Foi a conversar com um gato, contou Per Olov Enquist ao The Guardian em julho de 2016, que encontrou a solução para o seu bloqueio criativo, quando trabalhava como adido cultural em Paris e vivia num belo apartament­o nos Champs Elysées com a encenadora dinamarque­sa que o levou a deixar a primeira mulher e os filhos: “Não conseguia escrever nada. Então ele perguntou-me qual tinha sido o meu primeiro número de telefone. Apontei-o e logo a seguir escrevi uma peça de teatro. Foi o princípio de tudo. Desde aí tenho escrito muito sobre o modo como cresci e fui educado.”

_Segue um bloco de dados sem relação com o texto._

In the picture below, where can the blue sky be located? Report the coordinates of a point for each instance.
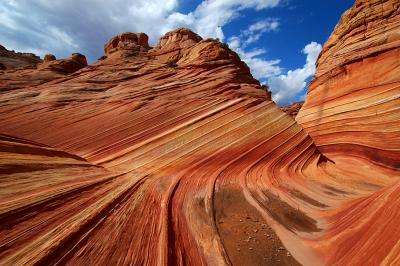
(278, 39)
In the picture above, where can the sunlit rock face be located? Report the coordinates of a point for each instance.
(176, 155)
(352, 110)
(352, 104)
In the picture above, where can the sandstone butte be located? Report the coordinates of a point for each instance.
(175, 155)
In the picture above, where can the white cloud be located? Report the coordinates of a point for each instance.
(63, 27)
(210, 16)
(260, 68)
(286, 88)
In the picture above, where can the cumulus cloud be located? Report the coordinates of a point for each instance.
(63, 27)
(260, 68)
(209, 17)
(286, 88)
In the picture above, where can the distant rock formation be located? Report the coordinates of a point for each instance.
(292, 109)
(11, 59)
(176, 155)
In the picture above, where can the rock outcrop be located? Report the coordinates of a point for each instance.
(11, 59)
(33, 75)
(176, 155)
(292, 109)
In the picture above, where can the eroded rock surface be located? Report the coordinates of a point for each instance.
(176, 155)
(12, 59)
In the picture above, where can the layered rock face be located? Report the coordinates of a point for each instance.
(176, 155)
(352, 104)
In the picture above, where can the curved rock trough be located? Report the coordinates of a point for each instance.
(176, 155)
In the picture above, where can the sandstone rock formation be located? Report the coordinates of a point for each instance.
(33, 75)
(49, 58)
(292, 109)
(11, 59)
(134, 160)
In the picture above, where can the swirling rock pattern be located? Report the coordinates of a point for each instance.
(176, 155)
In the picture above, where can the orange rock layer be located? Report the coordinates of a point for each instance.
(176, 155)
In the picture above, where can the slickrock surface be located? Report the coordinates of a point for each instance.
(292, 109)
(176, 155)
(11, 59)
(33, 75)
(352, 110)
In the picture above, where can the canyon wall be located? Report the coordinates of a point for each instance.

O pretexto da entrevista era a edição de O Livro das Parábolas (não editado em Portugal), uma viagem aos seus 15 anos, quando conheceu uma mulher de 51, vinda de Estocolmo, que o iniciou nos mistérios do amor. O relato manteve o tom pessimista, pontuado de humor, que definiu o seu estilo literário, espelhado nos mais de 20 romances, ensaios, peças e argumentos, traduzidos noutros tantos idiomas, que criou.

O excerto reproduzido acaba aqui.